A common site is to see boys of all ages wearing soccer-type jerseys with Unicef or U.N. decals. Obviously the shirts are donated from the aforementioned, as well as cooking, farming and a wide array of other supplies, knowledge.
This last caveat, many people may look at as only a noble or humane action. Of course in so many ways it is. For me it’d becme a 2-sided coin. It ever-so increases the dependence of outside aid, pity upon the countries which give, to give more. Sure, Africa is “free”. Though I haven’t seen what they’re free to do for sympathy, pity is expected. The plethora of beggars, often times 2 year old children walking up to you barefoot with their mother a few meters away teaching their children how to beg. At 2…

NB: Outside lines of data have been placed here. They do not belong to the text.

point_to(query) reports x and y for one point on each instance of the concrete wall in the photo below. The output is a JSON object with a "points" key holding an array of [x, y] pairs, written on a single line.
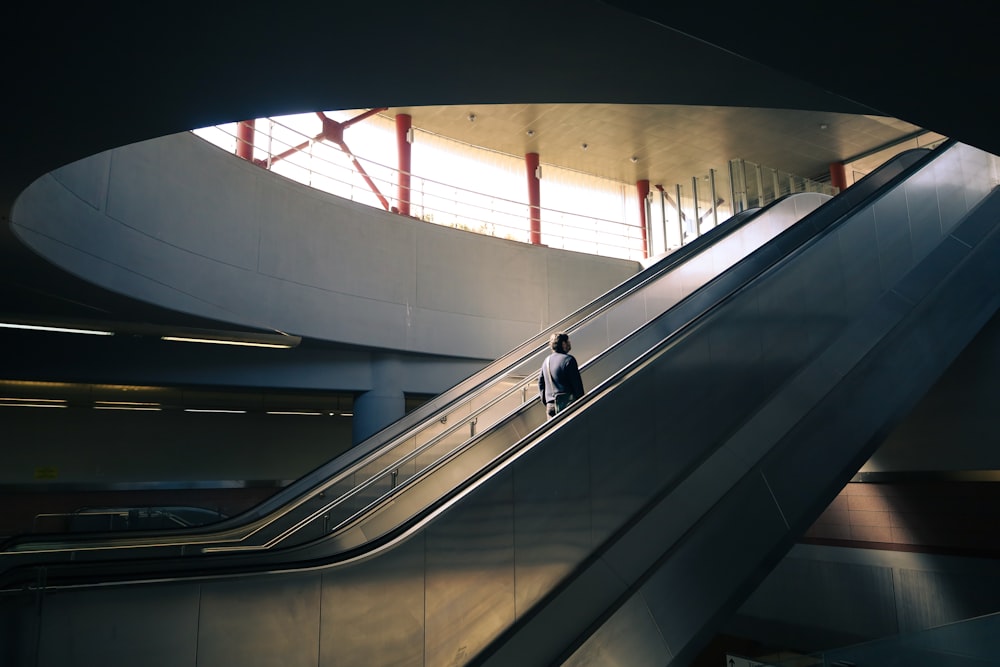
{"points": [[178, 222]]}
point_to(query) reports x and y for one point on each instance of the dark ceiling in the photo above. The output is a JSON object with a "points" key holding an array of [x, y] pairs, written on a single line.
{"points": [[84, 78]]}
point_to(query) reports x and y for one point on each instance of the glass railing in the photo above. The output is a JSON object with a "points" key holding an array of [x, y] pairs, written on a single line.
{"points": [[641, 311], [327, 168], [975, 641]]}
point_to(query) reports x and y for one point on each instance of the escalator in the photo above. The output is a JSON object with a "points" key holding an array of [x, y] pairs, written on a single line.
{"points": [[711, 432]]}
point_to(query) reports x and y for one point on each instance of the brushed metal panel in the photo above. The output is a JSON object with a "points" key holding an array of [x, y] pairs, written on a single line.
{"points": [[859, 246], [704, 576], [119, 627], [373, 612], [629, 637], [925, 217], [552, 527], [892, 234], [929, 598], [628, 315], [621, 479], [951, 187], [261, 620], [857, 599], [470, 574]]}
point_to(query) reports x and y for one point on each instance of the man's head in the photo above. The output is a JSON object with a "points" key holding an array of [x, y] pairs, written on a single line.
{"points": [[559, 341]]}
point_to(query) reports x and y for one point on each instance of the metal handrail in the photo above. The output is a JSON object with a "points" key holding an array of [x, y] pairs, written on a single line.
{"points": [[322, 479]]}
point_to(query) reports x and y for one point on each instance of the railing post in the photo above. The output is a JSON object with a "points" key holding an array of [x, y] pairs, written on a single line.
{"points": [[404, 140]]}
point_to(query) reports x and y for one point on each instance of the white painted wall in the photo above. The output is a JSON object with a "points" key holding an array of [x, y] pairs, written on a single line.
{"points": [[178, 222]]}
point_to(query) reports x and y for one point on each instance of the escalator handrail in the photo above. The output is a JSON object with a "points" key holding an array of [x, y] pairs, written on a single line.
{"points": [[854, 203]]}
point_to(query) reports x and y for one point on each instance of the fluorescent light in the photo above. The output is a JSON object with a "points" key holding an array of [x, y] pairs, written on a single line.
{"points": [[37, 327], [125, 405], [122, 407], [33, 405], [214, 341]]}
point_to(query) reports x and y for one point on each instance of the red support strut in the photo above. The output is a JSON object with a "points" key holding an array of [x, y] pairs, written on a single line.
{"points": [[333, 131], [838, 175], [244, 139], [534, 197], [403, 146], [642, 189]]}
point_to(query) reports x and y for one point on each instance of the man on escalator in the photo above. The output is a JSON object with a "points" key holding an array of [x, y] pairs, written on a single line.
{"points": [[559, 383]]}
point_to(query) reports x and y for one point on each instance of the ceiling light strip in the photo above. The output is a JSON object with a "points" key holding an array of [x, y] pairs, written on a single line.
{"points": [[38, 327], [213, 341]]}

I wish Sen. Obama would have spoken of sending more education, city planners, etc., type Representatives to Africa instead of bigger handouts. I strongly believe in a hand-up but not a constant handout.
While there (May – Nov) neighboring Mauritania experienced a coup. Burkina Faso is/was experiencing the highest unemployment rate per capita in the world (though I’m sure Mugabe’s Zimbabwe is inching towards the title) and Eastern Niger was experiencing tribal wars. These are all countries which neighbor Mali.
Most of the hotels (incl. 5 star Sofitel) and buildings built or been built were financed by their neighbor and friend, Libya’s Omar Khadafi.
Hi Cristina,
Can you spell out what this “isnspirational message” is?
Don’t be so childish, its a typo live with it!
“Can you think beyond shallow cliches like “charisma”?”
That is a meaningless sentence in the context, try and write clearly what you are actually trying to ask me and I will do my best to try and answer you, fair?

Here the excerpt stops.